So, for any angle $\alpha$ :
$$\cos(2\alpha) = \cos^2\alpha – \sin^2\alpha = \dfrac{\cos^2\alpha-\sin^2\alpha}{\cos^2\alpha+\sin^2\alpha} = \dfrac{\dfrac{\cos^2\alpha-\sin^2\alpha}{\cos^2\alpha}}{\dfrac{\cos^2\alpha+\sin^2\alpha}{\cos^2\alpha}}= \dfrac{1-\tan^2\alpha}{1+\tan^2\alpha}$$
Now, $\cos\alpha = \cos\Big(2\cdot\dfrac{\alpha}{2}\Big) = \dfrac{1-\tan^2\dfrac{\alpha}{2}}{1+\tan^2\dfrac{\alpha}{2}}$
Now, using the componendo and dividendo rule, we get :
$$\dfrac{\cos\alpha+1}{\cos\alpha-1} = \dfrac{2}{-2\tan^2\dfrac{\alpha}{2}} = \dfrac{-1}{\tan^2\dfrac{\alpha}{2}} \implies \tan^2\dfrac{\alpha}{2} = \dfrac{1-\cos\alpha}{1+\cos\alpha}$$
$$\implies \tan^2\dfrac{\alpha}{2} = \dfrac{(1-\cos\alpha)(1-\cos\alpha)}{(1+\cos\alpha)(1-\cos\alpha)} = \Big(\dfrac{1-\cos\alpha}{\sin\alpha}\Big)^2$$
$$\implies \Bigg|\tan\Big(\dfrac{\alpha}{2}\Big)\Bigg| = \Bigg|\dfrac{1-\cos\alpha}{\sin\alpha}\Bigg|$$
Now, only if $\mathrm{sign}\Big(\tan\dfrac{\alpha}{2}\Big) = \mathrm{sign}\Big(\dfrac{1-\cos\alpha}{\sin\alpha}\Big)$ is true, we can say that $\tan\dfrac{\alpha}{2} = \dfrac{1-\cos\alpha}{\sin\alpha}$
So, I think that without proving that, the proof will be incomplete but my Math textbook doesn't prove it.
So, is it necessary to prove it?

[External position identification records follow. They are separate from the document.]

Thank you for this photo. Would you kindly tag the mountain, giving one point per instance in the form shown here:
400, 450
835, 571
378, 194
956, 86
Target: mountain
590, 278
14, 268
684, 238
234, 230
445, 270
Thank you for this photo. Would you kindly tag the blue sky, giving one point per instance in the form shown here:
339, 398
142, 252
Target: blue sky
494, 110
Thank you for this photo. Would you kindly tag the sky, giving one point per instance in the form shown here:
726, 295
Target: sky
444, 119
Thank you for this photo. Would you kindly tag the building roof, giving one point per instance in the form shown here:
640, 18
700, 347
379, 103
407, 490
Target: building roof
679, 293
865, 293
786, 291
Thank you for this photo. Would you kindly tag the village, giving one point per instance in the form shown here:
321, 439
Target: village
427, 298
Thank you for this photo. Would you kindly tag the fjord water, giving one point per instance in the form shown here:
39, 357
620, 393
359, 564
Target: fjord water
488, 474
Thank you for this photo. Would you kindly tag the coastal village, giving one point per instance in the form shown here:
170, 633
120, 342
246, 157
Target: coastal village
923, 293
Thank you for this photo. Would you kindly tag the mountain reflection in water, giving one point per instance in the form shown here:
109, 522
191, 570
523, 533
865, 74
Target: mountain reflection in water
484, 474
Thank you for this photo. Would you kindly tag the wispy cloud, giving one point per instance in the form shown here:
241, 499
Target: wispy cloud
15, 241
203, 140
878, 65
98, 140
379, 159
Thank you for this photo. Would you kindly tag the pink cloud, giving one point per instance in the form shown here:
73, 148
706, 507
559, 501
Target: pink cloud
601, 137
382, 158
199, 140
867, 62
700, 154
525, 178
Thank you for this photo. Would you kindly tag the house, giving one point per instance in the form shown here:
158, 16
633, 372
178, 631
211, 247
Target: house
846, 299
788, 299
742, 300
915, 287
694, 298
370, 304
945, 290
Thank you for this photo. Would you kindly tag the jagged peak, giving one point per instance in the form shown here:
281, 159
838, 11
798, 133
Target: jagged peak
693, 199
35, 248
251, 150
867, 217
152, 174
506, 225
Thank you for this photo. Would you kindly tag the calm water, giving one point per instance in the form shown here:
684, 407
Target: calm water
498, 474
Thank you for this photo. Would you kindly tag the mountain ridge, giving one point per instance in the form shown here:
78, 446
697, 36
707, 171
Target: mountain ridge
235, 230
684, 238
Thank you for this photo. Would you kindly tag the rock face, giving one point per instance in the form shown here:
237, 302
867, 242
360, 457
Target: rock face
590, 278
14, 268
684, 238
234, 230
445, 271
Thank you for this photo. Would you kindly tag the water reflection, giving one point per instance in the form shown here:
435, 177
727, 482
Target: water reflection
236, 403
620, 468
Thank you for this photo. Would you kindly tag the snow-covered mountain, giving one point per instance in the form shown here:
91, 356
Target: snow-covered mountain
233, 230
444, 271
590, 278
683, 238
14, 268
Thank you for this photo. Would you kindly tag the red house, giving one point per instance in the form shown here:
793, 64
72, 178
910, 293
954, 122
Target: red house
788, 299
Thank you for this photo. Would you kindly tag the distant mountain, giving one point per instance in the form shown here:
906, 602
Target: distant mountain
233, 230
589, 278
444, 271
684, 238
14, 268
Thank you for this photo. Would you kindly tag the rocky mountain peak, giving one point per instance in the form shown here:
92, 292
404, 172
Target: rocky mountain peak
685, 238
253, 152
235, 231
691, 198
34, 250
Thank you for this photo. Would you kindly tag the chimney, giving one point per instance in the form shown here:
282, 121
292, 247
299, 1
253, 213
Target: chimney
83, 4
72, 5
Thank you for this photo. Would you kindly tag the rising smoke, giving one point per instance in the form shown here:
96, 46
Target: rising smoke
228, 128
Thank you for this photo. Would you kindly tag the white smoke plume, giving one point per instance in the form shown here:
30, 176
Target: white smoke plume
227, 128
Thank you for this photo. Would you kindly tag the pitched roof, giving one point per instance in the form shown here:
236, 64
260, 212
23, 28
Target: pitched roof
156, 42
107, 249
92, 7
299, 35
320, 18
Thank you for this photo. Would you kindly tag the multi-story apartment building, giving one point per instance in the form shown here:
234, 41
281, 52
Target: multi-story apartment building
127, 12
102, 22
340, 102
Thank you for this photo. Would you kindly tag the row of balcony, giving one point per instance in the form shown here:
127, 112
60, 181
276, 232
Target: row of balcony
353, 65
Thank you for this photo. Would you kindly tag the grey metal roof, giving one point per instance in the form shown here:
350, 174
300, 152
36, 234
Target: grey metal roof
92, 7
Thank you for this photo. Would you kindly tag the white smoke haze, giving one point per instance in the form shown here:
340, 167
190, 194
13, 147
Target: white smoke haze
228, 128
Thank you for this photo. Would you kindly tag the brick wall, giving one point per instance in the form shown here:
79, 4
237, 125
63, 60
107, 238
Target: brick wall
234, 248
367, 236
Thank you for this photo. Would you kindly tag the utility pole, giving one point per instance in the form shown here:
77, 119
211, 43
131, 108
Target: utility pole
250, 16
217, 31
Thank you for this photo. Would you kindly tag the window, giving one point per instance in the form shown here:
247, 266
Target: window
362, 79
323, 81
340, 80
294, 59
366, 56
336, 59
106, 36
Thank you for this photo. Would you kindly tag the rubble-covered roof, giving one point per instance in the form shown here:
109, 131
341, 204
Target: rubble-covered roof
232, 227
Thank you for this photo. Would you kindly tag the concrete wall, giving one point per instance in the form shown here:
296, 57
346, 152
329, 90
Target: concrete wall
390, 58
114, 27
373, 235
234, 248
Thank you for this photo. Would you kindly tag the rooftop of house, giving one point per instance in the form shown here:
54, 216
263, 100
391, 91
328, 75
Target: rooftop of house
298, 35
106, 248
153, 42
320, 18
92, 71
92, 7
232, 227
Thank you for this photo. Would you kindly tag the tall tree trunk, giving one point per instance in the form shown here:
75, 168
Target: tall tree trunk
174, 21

If not, why not?
Thanks!
Best Answer
Your comment is correct. You can only get the final equality by proving that $\tan\left(\frac{\alpha}{2}\right)$ and $\frac{1-\cos \alpha}{\sin\alpha}$ have the same sign.
But this is not complicated to prove. $\tan\left(\frac{\alpha}{2}\right)$ is positive if and only if $\frac{\alpha}{2} \in (k\pi, k\pi +\frac{\pi}{2})$. Like $\sin \alpha$ while $1- \cos \alpha$ is always non negative.